Ensuring we equip all our young people here in Swindon with the education and skills they need has always been a key priority for the council as long as I have been a cabinet member.

And that very firmly remains the case as we set out our new Council Plan at last night’s cabinet meeting.

Providing additional and enhanced skills and higher education opportunities is the fourth of six key priorities we will be focusing on as a council over the next few years and we have already made a great start in delivering on the pledges we have outlined in the Council Plan.

Much of the council’s work in this area is often done behind the scenes and involves providing support for funding bids, lobbying the Government and facilitating educational opportunities by providing investment or our buildings and land.

One of the focuses of Priority 4 will be to ensure we have regular large cohorts of learners at the new Swindon and Wiltshire Institute of Technology (IoT), which is based at New College’s North Star campus.

The council was a big supporter of the bid for the IoT, which is now open to some students and will specialise in engineering, manufacturing, science, health, creative and media, digital and computer science and business management professions.

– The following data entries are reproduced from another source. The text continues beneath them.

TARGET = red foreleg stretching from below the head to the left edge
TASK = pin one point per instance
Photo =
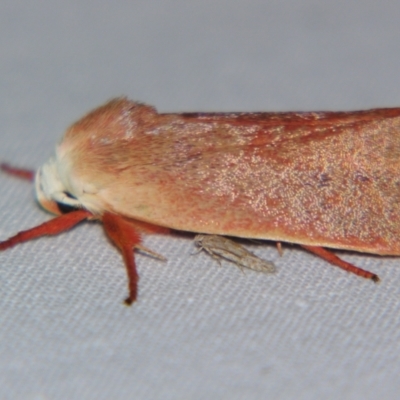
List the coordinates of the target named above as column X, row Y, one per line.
column 52, row 227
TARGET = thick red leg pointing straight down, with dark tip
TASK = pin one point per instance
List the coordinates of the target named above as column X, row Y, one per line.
column 125, row 237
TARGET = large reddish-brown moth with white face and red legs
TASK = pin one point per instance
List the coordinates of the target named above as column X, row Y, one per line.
column 317, row 179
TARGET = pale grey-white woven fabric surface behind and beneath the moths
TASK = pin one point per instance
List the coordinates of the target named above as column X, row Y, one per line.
column 198, row 331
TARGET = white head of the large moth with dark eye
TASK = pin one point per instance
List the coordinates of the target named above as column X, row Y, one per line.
column 51, row 193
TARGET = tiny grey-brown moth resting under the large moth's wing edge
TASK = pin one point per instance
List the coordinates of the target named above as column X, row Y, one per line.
column 221, row 247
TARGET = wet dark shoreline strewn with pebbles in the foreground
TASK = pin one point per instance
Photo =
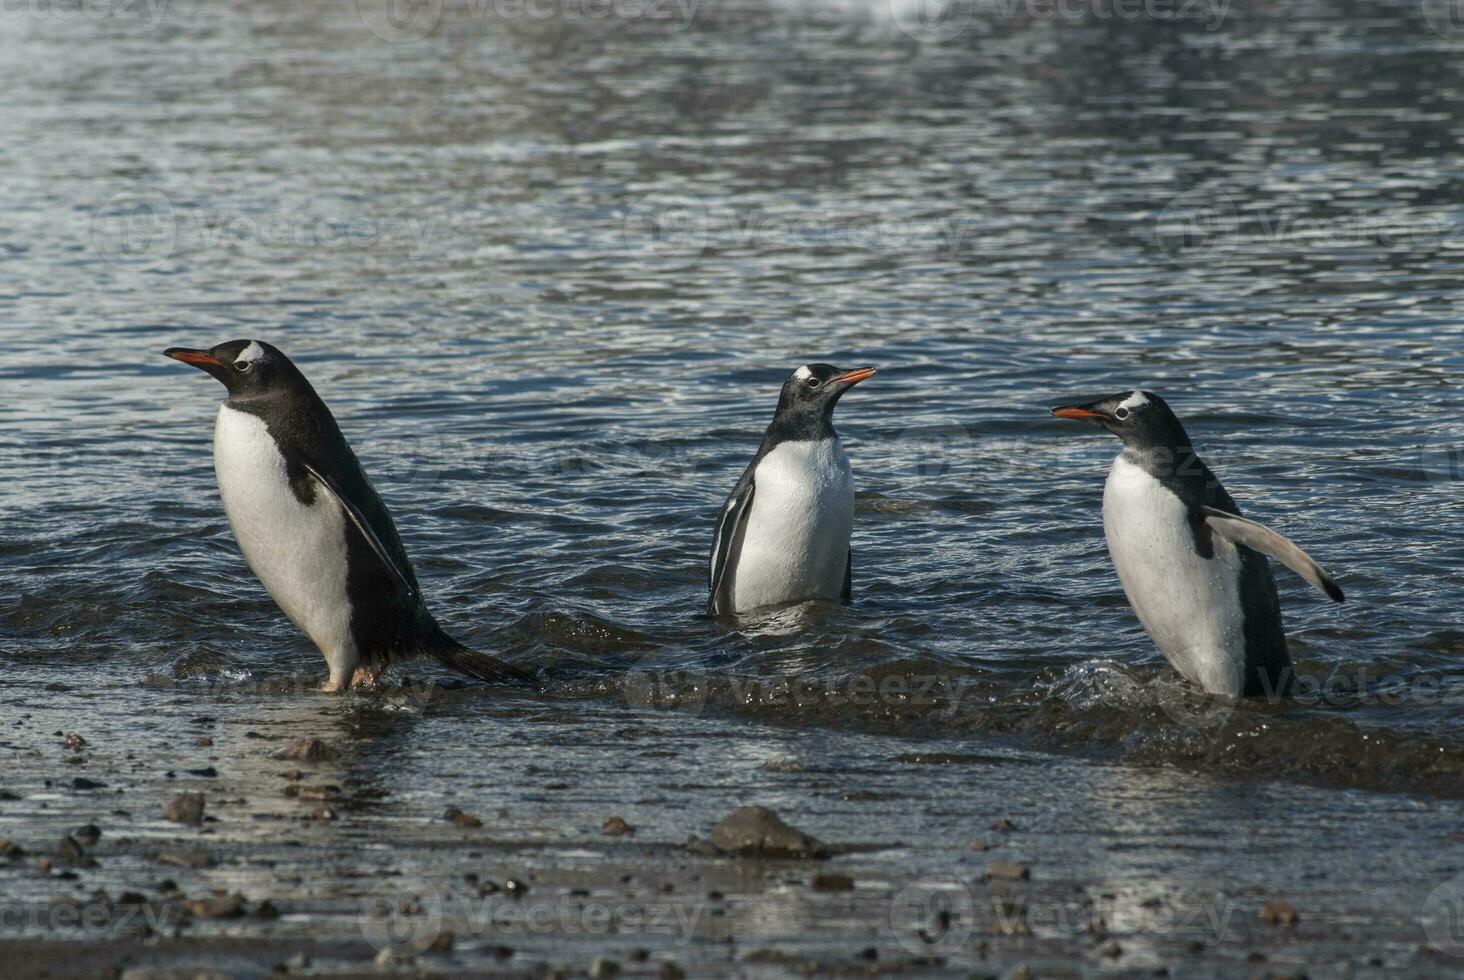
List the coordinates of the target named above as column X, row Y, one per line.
column 945, row 861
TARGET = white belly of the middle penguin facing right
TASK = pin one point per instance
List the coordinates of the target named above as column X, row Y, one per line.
column 796, row 544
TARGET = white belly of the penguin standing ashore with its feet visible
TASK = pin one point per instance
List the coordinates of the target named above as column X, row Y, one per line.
column 296, row 550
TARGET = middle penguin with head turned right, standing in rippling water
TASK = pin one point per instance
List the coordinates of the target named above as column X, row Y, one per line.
column 784, row 534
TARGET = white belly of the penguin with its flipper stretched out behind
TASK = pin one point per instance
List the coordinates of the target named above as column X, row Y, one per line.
column 1188, row 604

It will be employer-led and will ensure young people leave with the skills needed for local businesses including technical qualifications, higher apprenticeships, and training to plug the gap between demand and supply for key technical and digital roles.

I was fortunate on Monday to receive a tour of the IoT with Chippenham MP Michelle Donelan, who is also the Minister of State for Universities. The visit was organised to see at first hand the Government’s In Work Skills Project, which focuses on giving the workforce of tomorrow the digital skills to progress their careers.

It covers areas such as cloud management, cyber security and agile methodology as is a direct response to an acknowledged national skills gap.

Meanwhile last Friday, I was really pleased to attend the official opening of the Royal Agricultural University’s (RAU) Cultural Heritage Institute at Brunel’s historic former Carriage Works.

Mayor of Swindon Coun Garry Perkins was also in attendance and if you saw the pictures in the paper, it was interesting cutting a rather large ribbon with a garden tool instead of scissors.

The Cultural Heritage Institute has been a long time in the making and was only possible thanks to £1.5m of investment from the council and the enthusiasm and commitment from the RAU.

The CHI will offer a number of postgraduate courses to people from across the country, from archaeology to historic environment management.

It is another example of the council using its assets to rejuvenate part of the town centre and finding a new use for one of its heritage buildings.

With the University Technical College situated just a stone’s throw away in the former Great Western Rail Works we now have two great educational facilities in the heart of our new Heritage Action Zone.